Pádraic’s acceptance of being remembered by loved ones seems to be a healthy and realistic outlook, but this is challenged when those people leave him. In the end, too, Colm knows he cannot control whether people will like his music enough to play it in 50 years, but he has created a piece of music he is proud of as a gift for those willing to listen. The film expresses that much is out of our control, from how people respond to our decisions to whether we’ll be remembered. It also serves as a reminder of the one thing we can strive for: being in right relationship with one another. Part of that means being honest and vulnerable with others and ourselves. It is a difficult lesson learned by the film’s end.

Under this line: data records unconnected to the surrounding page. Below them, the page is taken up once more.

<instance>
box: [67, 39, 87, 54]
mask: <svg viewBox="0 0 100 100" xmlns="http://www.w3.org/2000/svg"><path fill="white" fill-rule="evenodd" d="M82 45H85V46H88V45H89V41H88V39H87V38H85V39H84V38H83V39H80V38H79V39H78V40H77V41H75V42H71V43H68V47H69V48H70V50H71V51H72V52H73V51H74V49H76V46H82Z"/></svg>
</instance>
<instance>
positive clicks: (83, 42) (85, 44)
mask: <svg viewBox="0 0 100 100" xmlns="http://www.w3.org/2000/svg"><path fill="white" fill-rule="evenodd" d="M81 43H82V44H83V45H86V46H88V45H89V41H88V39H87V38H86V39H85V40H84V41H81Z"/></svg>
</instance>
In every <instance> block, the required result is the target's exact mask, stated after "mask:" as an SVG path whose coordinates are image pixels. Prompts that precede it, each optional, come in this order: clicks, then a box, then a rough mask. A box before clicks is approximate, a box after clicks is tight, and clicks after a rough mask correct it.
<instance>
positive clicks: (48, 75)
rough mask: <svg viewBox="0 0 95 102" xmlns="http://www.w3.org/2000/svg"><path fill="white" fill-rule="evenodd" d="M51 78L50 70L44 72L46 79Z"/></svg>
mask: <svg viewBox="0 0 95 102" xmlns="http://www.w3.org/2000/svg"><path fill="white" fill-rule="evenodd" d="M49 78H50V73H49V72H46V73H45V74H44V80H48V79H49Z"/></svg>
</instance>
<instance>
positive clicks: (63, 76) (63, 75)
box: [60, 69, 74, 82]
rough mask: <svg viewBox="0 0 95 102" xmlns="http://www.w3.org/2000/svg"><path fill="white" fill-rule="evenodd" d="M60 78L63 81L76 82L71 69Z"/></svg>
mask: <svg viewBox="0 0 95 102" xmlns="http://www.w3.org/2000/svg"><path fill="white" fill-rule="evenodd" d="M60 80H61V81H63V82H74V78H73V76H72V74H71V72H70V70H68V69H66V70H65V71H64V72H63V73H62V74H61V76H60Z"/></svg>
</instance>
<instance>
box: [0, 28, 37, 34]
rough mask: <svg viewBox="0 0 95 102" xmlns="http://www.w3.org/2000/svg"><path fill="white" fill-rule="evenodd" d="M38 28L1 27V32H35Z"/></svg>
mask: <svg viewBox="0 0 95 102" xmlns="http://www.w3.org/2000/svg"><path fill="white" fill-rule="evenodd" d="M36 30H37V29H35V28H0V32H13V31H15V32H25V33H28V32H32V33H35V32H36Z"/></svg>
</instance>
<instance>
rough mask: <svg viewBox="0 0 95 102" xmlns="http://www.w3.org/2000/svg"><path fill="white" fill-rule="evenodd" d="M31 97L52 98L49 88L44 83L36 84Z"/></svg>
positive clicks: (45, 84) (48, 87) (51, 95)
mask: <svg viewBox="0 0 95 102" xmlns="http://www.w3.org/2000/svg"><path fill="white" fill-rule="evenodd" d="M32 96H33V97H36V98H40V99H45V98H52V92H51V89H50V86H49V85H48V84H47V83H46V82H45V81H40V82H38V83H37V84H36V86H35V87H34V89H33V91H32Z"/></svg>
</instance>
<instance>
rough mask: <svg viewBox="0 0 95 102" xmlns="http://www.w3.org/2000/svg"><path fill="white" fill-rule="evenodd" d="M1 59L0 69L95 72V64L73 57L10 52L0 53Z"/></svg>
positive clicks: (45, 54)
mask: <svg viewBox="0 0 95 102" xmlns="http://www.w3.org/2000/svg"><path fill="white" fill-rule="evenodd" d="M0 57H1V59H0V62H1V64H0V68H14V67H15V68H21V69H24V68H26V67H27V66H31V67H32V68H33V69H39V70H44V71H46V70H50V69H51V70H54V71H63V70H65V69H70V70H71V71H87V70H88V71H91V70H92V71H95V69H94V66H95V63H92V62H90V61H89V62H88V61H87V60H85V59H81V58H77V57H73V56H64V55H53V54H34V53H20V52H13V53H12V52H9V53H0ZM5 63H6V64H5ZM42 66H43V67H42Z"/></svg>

Jon Kenny, Brendan Gleeson, Colin Farrell, and Pat Shortt in the film THE BANSHEES OF INISHERIN. Photo Courtesy of Searchlight Pictures.

 

CASSIA is a New York-based special collections librarian. She studied American history and religion and the arts, including film, in her hometown of Nashville. When she’s not in the reading room, you can find her chatting with neighbors at the coffee shop, listening to Sufjan Stevens, or at the movies.